Speaking against the passage of the bill, Deputy Speaker Ahmed Wase said states should not be allowed to determine the minimum wage because many of them would take advantage of the situation to pay the workers’ wages that will not take care of them.
Hon. Aminu Suleiman (APC, Kano) expressed shock at the level of support the bill was getting from members.
He said the idea of a national minimum wage is to set a parameter for states to negotiate with their workers, adding that there was the need for the House to remain on the side of the workers.
He said: “If we pass this law, we will be giving states the latitude to do whatever they want.

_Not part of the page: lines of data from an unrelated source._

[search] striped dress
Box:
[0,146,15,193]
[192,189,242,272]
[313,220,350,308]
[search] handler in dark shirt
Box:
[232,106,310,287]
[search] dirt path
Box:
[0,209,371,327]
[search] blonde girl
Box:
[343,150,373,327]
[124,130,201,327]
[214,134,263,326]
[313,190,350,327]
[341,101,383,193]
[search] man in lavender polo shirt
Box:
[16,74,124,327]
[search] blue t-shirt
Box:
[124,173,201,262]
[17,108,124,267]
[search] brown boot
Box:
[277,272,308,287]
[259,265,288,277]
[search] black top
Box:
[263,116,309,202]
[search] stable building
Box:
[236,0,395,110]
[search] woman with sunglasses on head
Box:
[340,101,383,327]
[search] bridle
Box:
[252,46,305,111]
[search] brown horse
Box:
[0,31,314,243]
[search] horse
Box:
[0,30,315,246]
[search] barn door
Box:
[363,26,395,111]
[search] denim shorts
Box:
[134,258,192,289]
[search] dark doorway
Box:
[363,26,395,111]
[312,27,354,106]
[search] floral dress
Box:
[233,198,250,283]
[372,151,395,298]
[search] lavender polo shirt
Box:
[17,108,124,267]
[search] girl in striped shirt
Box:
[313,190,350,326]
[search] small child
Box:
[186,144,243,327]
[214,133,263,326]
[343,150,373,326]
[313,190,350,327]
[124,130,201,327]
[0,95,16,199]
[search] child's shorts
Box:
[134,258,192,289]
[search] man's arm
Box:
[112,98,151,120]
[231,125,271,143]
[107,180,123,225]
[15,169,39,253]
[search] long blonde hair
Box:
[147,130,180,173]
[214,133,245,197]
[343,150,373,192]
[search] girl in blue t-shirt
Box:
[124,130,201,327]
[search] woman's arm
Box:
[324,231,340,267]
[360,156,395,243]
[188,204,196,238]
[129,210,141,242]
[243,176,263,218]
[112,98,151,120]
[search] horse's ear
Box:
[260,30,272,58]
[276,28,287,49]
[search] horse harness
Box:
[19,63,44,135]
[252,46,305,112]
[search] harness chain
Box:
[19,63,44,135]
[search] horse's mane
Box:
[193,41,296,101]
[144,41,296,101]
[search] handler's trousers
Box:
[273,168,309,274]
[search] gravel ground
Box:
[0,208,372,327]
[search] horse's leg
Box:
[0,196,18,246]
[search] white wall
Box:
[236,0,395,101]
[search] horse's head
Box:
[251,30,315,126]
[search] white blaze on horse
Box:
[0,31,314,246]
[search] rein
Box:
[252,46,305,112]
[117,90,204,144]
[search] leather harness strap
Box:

We should have the security of the workers at heart.”
Hon. Abdulrazak Namdas said: “If we pass this bill, we will one day bring another bill to set it aside because the states will abuse it.”
Deputy President of NLC, Comrade Joe Ajaero, accused the federal lawmakers of acting the script of governors.
Ajaero vowed that Labour would resist the move the way it did under Presidents Olusegun Obasanjo and Goodluck Jonathan’s administrations.
“It is a defeatist approach by the members of the National Assembly probably acting on the promptings of their governors to whittle the powers of the Federal Government and the economic powers of the Nigerian workers.
“It is a kind of deregulation of the minimum wage to the states. If they are removing it from the Exclusive List to the Concurrent List there will still be a need for them to move it from Concurrent List to the Residual List as the case may be.
“If we are a federation and federalism is in full operation in this country, you can not deregulate minimum wage under the guise of taking it to the Concurrent List.
“Why are they not thinking of state governments having their state police and other state machineries? Why is it only minimum wage that is worrying them?” he queried.
According to him, without a unified national minimum wage, most workers in the country would be receiving peanuts as wage.
“They are trying to create a very dangerous precedent where a worker or a Nigerian living in Lagos will not be equal to a Nigerian living in Abuja or living in Owerri ( Imo state). Where lies the power of equality before the law?
“I will advise the National Assembly not to allow themselves to be used. For instance, as at the time the minimum wage was increased to N30, 000 the workers in Zamfara state were still receiving as low as N12, 000. They were not even receiving N18, 000 minimum wage.
“What the National Assembly is trying to tell me is that the workers in such state will continue to be poorly paid when their counterparts in other states will do better.
“Labour will reject it because it is against the fundamental principles of federalism.”
TUC President Quadri Olaleye said: “The House was not briefed properly how we got to that stage of having the minimum wage in the Exclusive List and that is why somebody could sponsor such a Bill.
“It shows that some of them are power-drunk. They want to be Alpha and Omega in controlling the lives of workers in their states. The federal government will not allow that; the workers will also mobilise.
“We are going to counter that Bill, it is wrong. I don’t know why anybody who has the interest of workers and Nigerians at heart will propose that kind of a Bill.”